The teams were also trying to find their own motivation. The under-14 boys team set a running challenge.

Between the 14 of them they ran 738 kilometres in a week, with Kyle Zahra running an incredible 100 kilometres.

Mamo said they were hopeful that they might get their junior sides on the park later this year, but it was a wait and see game.


At Werribee Football Club, the season being cancelled has halted it’s activity on and off the field.

On the field, they had been hoping to improve on their 2019 semi-final performance, while off field the club had been hoping to continue the work they had been doing in the community.

Werribee chief executive Mark Penaluna said it had been a challenging few months.

“We’ve basically had no income since the middle of March, so that means basically our staff are all on JobKeeper, so managing that and coming out the other side is fairly daunting.

“We’re doing our best to stay positive, but at the same time I think everyone is doing it tough and you have to walk the balance of communication and how you work with them.
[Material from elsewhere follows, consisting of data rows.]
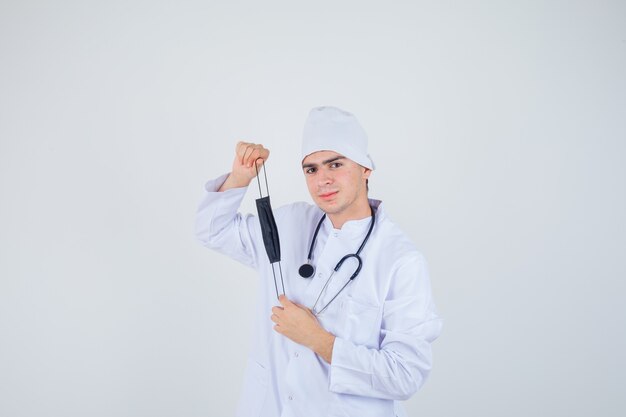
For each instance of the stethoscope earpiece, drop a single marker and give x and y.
(306, 270)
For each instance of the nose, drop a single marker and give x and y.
(324, 177)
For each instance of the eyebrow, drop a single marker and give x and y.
(326, 162)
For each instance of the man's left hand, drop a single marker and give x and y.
(300, 325)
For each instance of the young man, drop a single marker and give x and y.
(332, 345)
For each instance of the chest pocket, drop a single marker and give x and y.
(362, 324)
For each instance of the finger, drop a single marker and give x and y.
(245, 160)
(257, 156)
(284, 301)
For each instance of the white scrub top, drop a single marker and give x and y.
(384, 321)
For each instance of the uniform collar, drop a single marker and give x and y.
(355, 228)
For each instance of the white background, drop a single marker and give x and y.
(499, 133)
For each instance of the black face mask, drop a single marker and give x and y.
(269, 230)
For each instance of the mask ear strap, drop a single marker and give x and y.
(267, 188)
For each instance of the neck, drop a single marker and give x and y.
(362, 211)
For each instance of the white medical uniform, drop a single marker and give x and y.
(384, 321)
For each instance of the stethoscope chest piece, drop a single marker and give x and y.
(306, 270)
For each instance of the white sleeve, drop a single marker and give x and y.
(219, 226)
(409, 325)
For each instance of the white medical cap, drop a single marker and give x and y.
(332, 129)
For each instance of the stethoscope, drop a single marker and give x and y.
(308, 270)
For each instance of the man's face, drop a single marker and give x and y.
(336, 183)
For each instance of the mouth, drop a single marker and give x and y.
(328, 196)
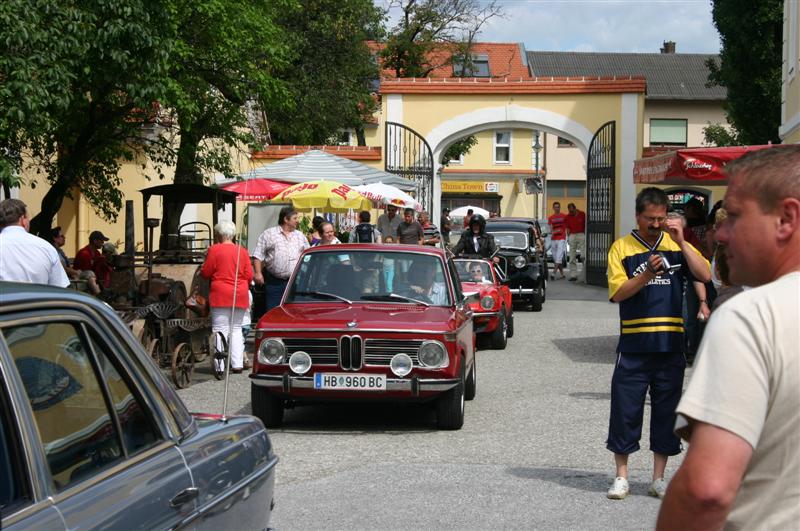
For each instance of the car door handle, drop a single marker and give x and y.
(184, 496)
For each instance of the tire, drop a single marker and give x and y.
(500, 334)
(450, 406)
(536, 302)
(471, 385)
(266, 406)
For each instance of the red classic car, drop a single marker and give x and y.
(489, 298)
(367, 322)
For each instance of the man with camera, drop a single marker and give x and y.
(646, 272)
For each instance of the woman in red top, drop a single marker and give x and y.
(228, 267)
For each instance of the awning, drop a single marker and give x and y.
(690, 165)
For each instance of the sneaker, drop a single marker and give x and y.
(658, 488)
(619, 490)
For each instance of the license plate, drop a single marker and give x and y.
(350, 382)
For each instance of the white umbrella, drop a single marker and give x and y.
(314, 165)
(385, 194)
(462, 211)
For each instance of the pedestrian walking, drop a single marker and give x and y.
(23, 256)
(740, 409)
(89, 260)
(364, 232)
(388, 223)
(646, 271)
(277, 252)
(227, 266)
(430, 232)
(328, 234)
(558, 240)
(575, 224)
(475, 241)
(409, 232)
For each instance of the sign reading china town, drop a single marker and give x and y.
(466, 187)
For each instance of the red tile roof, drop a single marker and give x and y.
(506, 59)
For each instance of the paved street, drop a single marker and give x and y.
(531, 454)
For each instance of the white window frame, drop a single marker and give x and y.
(495, 145)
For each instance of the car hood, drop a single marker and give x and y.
(365, 316)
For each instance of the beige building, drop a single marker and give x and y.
(790, 79)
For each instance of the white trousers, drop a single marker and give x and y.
(576, 241)
(220, 322)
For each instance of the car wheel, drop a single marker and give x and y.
(536, 302)
(471, 385)
(266, 406)
(500, 334)
(450, 406)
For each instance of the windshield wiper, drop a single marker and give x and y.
(322, 295)
(392, 297)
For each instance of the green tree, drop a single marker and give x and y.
(750, 66)
(332, 72)
(74, 93)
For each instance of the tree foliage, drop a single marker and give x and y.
(331, 72)
(750, 67)
(430, 33)
(75, 92)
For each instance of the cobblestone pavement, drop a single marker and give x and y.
(531, 454)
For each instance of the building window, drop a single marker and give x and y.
(502, 147)
(667, 132)
(477, 66)
(563, 142)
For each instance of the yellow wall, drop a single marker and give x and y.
(697, 115)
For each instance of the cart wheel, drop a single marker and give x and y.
(182, 366)
(154, 350)
(219, 358)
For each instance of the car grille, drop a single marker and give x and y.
(323, 351)
(351, 350)
(380, 351)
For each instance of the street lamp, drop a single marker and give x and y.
(537, 150)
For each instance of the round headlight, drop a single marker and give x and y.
(433, 354)
(401, 364)
(271, 351)
(300, 362)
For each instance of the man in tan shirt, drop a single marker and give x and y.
(740, 411)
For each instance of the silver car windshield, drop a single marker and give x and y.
(370, 276)
(516, 240)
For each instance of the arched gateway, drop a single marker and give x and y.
(441, 111)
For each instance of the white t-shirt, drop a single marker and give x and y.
(747, 381)
(28, 258)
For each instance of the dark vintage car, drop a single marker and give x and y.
(367, 322)
(93, 437)
(521, 262)
(489, 298)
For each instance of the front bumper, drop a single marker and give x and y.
(415, 385)
(485, 321)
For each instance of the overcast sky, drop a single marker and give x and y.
(604, 25)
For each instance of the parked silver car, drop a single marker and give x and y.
(93, 436)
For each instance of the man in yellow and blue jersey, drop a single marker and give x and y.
(647, 270)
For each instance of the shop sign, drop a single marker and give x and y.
(449, 187)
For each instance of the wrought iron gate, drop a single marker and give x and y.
(407, 153)
(600, 179)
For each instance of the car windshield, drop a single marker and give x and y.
(517, 240)
(473, 271)
(369, 276)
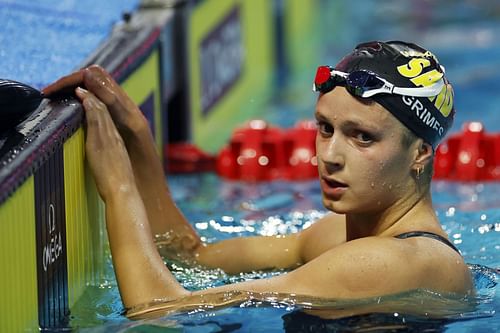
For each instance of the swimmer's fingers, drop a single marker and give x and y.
(96, 113)
(123, 110)
(66, 84)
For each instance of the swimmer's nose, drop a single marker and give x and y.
(331, 154)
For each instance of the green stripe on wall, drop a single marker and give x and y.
(18, 281)
(84, 220)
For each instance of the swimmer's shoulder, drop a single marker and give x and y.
(377, 265)
(322, 235)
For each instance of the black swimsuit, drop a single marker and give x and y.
(427, 234)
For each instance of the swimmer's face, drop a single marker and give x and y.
(362, 164)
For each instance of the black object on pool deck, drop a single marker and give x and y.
(17, 102)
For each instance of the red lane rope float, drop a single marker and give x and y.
(472, 155)
(260, 152)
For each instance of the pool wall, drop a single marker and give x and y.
(170, 57)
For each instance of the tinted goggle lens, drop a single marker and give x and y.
(359, 82)
(356, 82)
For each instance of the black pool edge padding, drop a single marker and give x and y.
(61, 118)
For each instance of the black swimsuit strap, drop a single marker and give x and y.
(429, 235)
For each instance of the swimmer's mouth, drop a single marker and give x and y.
(333, 183)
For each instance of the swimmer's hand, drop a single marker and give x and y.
(105, 149)
(126, 115)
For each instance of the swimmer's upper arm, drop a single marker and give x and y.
(357, 269)
(324, 234)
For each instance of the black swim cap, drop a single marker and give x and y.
(407, 65)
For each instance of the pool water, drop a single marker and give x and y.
(467, 212)
(465, 37)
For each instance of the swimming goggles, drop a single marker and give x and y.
(364, 84)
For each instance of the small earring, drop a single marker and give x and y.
(419, 171)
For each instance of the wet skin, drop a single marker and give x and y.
(366, 176)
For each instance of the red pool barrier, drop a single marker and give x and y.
(471, 155)
(260, 152)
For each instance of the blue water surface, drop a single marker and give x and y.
(41, 41)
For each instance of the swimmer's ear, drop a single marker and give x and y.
(423, 153)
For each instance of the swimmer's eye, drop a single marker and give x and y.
(324, 129)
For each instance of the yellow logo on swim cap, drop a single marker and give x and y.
(413, 70)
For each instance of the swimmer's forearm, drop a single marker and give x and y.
(141, 274)
(163, 214)
(245, 254)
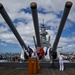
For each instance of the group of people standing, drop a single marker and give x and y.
(38, 53)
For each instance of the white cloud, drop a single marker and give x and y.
(3, 44)
(27, 30)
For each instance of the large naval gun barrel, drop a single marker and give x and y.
(61, 26)
(10, 24)
(33, 6)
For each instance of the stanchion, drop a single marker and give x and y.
(32, 66)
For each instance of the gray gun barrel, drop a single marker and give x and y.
(10, 24)
(33, 6)
(68, 6)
“The human element is what you miss, not sitting down and having a coffee directly or with someone at work.

“It’s very hard because as you don’t know what you’re going through in life and you can generally pick those things up.

“From a managerial and support point of view I’m finding it much more difficult to do that remotely.”
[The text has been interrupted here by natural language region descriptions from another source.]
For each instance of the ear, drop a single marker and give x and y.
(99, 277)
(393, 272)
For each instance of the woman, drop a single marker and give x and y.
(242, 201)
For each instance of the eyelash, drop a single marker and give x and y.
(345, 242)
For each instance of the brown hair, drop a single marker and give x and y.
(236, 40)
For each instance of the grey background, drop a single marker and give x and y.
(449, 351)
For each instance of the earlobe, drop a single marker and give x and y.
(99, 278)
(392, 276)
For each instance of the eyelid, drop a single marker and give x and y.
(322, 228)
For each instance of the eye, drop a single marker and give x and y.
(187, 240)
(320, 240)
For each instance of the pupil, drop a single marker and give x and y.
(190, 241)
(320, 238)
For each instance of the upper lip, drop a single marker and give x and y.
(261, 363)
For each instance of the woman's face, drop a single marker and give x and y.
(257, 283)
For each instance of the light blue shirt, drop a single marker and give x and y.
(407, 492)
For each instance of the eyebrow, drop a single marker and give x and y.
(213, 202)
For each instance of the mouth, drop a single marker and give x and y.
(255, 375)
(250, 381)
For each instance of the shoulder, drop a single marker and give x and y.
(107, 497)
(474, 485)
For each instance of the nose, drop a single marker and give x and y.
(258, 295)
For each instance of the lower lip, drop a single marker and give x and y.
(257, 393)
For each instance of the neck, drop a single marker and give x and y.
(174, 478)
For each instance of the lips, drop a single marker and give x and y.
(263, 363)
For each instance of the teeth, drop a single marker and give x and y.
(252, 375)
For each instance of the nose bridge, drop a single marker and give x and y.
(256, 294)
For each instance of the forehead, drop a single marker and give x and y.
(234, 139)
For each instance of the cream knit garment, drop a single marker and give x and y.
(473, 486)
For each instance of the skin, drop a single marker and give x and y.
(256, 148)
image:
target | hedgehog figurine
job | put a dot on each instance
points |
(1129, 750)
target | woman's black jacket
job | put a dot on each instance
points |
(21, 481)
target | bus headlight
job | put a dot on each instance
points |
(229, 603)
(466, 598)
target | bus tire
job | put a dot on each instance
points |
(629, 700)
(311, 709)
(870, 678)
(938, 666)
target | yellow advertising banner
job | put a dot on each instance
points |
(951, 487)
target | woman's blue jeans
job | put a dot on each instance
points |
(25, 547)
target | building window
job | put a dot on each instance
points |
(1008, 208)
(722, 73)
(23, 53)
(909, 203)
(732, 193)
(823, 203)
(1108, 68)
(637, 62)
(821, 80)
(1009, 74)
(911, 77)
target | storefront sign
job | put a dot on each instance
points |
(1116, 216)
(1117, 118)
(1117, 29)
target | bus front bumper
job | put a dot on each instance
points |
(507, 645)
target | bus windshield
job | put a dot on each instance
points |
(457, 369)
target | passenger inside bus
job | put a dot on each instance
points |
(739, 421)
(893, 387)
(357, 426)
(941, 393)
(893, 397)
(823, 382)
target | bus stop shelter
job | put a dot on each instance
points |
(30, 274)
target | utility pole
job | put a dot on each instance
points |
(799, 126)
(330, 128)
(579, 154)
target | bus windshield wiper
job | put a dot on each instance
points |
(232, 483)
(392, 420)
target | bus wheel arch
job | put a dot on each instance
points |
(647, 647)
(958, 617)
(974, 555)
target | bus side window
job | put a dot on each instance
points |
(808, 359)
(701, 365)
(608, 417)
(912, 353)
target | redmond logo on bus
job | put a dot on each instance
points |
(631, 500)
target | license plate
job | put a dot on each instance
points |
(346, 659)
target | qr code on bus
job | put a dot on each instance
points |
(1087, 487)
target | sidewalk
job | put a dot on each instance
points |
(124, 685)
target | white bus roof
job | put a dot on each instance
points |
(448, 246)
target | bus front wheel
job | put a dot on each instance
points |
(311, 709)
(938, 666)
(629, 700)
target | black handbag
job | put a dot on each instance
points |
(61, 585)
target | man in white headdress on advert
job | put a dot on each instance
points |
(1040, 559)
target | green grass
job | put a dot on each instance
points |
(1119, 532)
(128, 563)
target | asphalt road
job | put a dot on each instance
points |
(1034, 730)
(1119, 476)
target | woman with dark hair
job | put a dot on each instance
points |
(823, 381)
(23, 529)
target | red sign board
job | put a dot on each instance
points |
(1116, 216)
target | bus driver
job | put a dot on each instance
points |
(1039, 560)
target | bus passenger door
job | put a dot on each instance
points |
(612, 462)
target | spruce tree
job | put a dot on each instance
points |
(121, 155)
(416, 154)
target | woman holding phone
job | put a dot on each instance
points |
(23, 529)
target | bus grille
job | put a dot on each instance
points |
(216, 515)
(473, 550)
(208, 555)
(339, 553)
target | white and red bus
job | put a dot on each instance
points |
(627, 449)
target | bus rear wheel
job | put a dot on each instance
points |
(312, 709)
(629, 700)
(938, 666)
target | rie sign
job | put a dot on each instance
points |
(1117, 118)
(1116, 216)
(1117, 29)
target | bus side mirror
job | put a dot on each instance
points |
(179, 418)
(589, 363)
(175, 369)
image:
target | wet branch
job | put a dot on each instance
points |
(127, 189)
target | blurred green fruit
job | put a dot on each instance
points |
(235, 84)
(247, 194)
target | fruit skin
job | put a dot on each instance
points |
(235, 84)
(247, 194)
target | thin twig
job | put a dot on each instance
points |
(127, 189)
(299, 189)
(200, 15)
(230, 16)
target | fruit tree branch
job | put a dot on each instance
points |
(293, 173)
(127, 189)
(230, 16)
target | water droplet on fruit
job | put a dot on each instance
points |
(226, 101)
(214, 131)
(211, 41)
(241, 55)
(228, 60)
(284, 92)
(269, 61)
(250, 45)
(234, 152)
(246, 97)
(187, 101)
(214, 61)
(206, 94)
The club normally contributes $100,000 per annum to the local community, mostly in sponsorship and donations to sporting clubs and charity groups.

It will likely push that back to some stage next year. He said they were trying to launch new initiatives, such as an online auction.

Penaluna said for the playing group, it had been four seasons in three months, with the uncertainty around the season.

They had played a couple of practice matches before the first lockdown with the season eventually cancelled.

“Choco [Mark Williams] and the footy boys do a wonderful job through Whatsapp and have regular Zoom meetings with the players, coaches, support and staff.”

Some players have headed interstate for the football season, getting the opportunity to play in other state leagues. Penaluna said they had no issue with that, as players still try to find a way onto an AFL list.

Penaluna said the playing group was trying to stay active.

“Some of the players have been involved providing video content for schools and local clubs, our players and community team have been very much at the front.

“I haven’t seen anyone do it better than we have… I’m very proud of what they’ve been able to achieve with that.

“Choco is the Wyndham council, Find Your 30 ambassador and we’ve been supporting that as well.

“Our community team is working with other stakeholders, especially the council, around what we can be looking to support them with.

“We’ve also had regular contact with the Salvation Army and others, looking for ways and means we can help those non-for profits as well.”

Penaluna is just as proud of the local community and its support of the club.

“We haven’t had any sponsors ask for a refund on their sponsorship dollars,” he said.

“Of all of our members, we’ve only had two get in contact… and ask for reimbursement of their 2020 membership.

“I think it says a lot about the members and the broader Wyndham community about the loyalty and passion they show towards our club.”